While the pandemic is to blame for a lot of our economic problems in the past year and a half with the closing of factories, displaced workers, and delayed production worldwide, this supply chain crisis has additional contributing factors. Clogged ports, idle ships, limited shipping container accessibility, labor shortages, slow product distribution, border controls, warehouse capacities, and the ongoing rise of export and import prices were all issues that existed in a pre-pandemic world that finally met their breaking point. They are all also issues that experts say will not be resolved in a matter of months, but rather a matter of years.
What to Expect
We have already began to see the ripple effects of the supply chain crisis in our day-to-day consumer patterns and business operations, but according to Matt Egan with CNN Business, "the global supply chain nightmare is about to get worse."
The time to start buying for the holiday season was... yesterday. Port congestion at major West and East Coast stops including LA, Seattle, and New York, are causing cargo ships to camp out in bay areas, anxiously awaiting their turn at the unloading docks. Even after the delay in unloading, products are faced with slow distribution due to the limited number of people working the docks and the limited number of people driving the loaded trucks out. The slowed process will be adding weeks to your purchase deliveries, especially purchases coming from overseas.
Inflated Shipping Prices
Not only is the port gridlock adding time onto your shipping, but it will also be adding on some dollars. Small business owners will be taking on the brunt of the rising import and export costs, but consumers will also see a price increase when shipping packages and mail domestically.
We already saw an increase in postage rates earlier this fall that are expected to increase again.
Inflated Product Prices
Inflation has been nothing new in this country — or other countries for that matter. While we are faced with the hopelessness that there is nothing we can do to combat the rise in costs of living, deflation is equally as bad for the economy. So until we are able to exist in economic stability, we must settle for the benefits of predictable inflation. Knowing that prices will be rising in the future gives consumers more purchasing power and an incentive to make purchases sooner, which boosts economic activity.
Product shortages are also nothing new — something we have seen since the beginning of the pandemic. Unfortunately the list of products missing from store shelves and factory production lines continues to grow and will continue to grow. That list currently includes:
- Pet Food
- Liquor and Liquor Bottles
- Computer Chips
- Paper Bags
- and many more...
How to Prepare
Whether you are a consumer or small business owner, the way to cope with the supply chain crisis is to change your shopping habits and taper your demand for goods.

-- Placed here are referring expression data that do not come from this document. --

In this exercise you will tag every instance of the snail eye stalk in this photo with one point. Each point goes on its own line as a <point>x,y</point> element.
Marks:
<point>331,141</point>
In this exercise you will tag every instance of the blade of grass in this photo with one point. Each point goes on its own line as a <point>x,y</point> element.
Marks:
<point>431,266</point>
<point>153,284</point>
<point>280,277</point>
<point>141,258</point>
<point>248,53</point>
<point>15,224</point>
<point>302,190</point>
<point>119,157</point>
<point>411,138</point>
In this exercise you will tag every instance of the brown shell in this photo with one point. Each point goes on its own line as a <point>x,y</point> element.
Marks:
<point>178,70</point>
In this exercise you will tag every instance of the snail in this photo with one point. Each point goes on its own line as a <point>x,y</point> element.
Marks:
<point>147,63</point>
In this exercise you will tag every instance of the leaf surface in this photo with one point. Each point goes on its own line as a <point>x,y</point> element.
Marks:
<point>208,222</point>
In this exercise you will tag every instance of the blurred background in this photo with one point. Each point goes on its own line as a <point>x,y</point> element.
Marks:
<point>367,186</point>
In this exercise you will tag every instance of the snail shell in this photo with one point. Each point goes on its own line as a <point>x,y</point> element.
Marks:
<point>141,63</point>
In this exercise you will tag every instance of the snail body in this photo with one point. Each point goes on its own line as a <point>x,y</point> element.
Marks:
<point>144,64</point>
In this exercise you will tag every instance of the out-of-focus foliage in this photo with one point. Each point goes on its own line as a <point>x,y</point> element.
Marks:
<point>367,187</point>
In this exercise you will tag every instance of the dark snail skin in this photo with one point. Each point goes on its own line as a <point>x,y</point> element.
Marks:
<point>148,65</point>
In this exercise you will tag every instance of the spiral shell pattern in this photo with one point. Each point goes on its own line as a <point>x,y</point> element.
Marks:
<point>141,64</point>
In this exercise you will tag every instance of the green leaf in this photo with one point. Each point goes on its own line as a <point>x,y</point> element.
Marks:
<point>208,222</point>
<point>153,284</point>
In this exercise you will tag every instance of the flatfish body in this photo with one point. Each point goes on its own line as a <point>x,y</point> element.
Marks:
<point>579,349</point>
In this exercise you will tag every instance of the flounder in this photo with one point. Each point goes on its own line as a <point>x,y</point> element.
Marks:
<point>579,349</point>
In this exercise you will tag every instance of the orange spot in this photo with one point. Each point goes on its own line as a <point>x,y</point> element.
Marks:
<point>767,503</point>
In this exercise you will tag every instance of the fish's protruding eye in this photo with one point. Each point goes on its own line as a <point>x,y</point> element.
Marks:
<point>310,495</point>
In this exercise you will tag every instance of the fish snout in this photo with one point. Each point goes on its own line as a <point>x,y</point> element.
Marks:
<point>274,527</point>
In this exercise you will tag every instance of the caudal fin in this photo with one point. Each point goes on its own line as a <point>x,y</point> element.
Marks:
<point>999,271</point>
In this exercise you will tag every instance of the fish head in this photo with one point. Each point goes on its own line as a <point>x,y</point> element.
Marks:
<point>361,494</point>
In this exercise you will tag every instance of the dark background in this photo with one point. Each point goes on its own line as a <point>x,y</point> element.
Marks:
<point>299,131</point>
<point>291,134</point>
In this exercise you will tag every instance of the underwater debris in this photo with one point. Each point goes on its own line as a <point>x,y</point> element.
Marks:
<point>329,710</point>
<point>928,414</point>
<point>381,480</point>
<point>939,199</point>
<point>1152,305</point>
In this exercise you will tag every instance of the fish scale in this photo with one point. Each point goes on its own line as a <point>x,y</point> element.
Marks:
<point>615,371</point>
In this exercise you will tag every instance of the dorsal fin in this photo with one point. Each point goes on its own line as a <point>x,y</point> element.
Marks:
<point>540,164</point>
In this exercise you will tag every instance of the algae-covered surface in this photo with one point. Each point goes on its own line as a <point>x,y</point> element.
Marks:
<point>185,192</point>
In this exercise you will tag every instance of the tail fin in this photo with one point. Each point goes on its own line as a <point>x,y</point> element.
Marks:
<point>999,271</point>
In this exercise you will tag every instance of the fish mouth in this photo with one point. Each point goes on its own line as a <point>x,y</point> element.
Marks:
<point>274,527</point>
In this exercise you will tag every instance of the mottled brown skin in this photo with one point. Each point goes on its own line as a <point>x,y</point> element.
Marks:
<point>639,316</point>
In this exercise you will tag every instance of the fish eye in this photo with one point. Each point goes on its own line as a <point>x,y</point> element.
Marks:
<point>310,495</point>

Buy Ahead... BUT Buy What You Need
One of the main reasons we face product shortages is because consumers are panic buying more than they need. Pre-order that Thanksgiving turkey or any holiday gifts, but don't clean out the Costco aisles of toilet paper. That will only add to the problems we already have from the supply chain disruption.
Buying American and shopping within your community are safe bets on avoiding the added time and expense of shipping, and help you find what you are actually looking for. Customers appreciate when businesses are able to — and try to — use local materials. And businesses appreciate when customers are able to do the same. Win-win.
Something else to consider is spending money on experiences instead of things. Food for thought.
Follow an On-Demand Production Model
Attention all small business owners:
Produce products once they are purchased by the consumer rather than forecasting what the demand for a product might be and then producing a set number of products. Mark Kapczynski, Chief Marketing Officer at supply chain solution company, Gooten, says "If you’re a retailer, or you’re a brand and you have ten thousand pieces of, let’s say t-shirts, sitting on a box in a boat, how do you sell anything?".
With a chain only as strong as its weakest link, only time will tell if our supply chain will fully recover.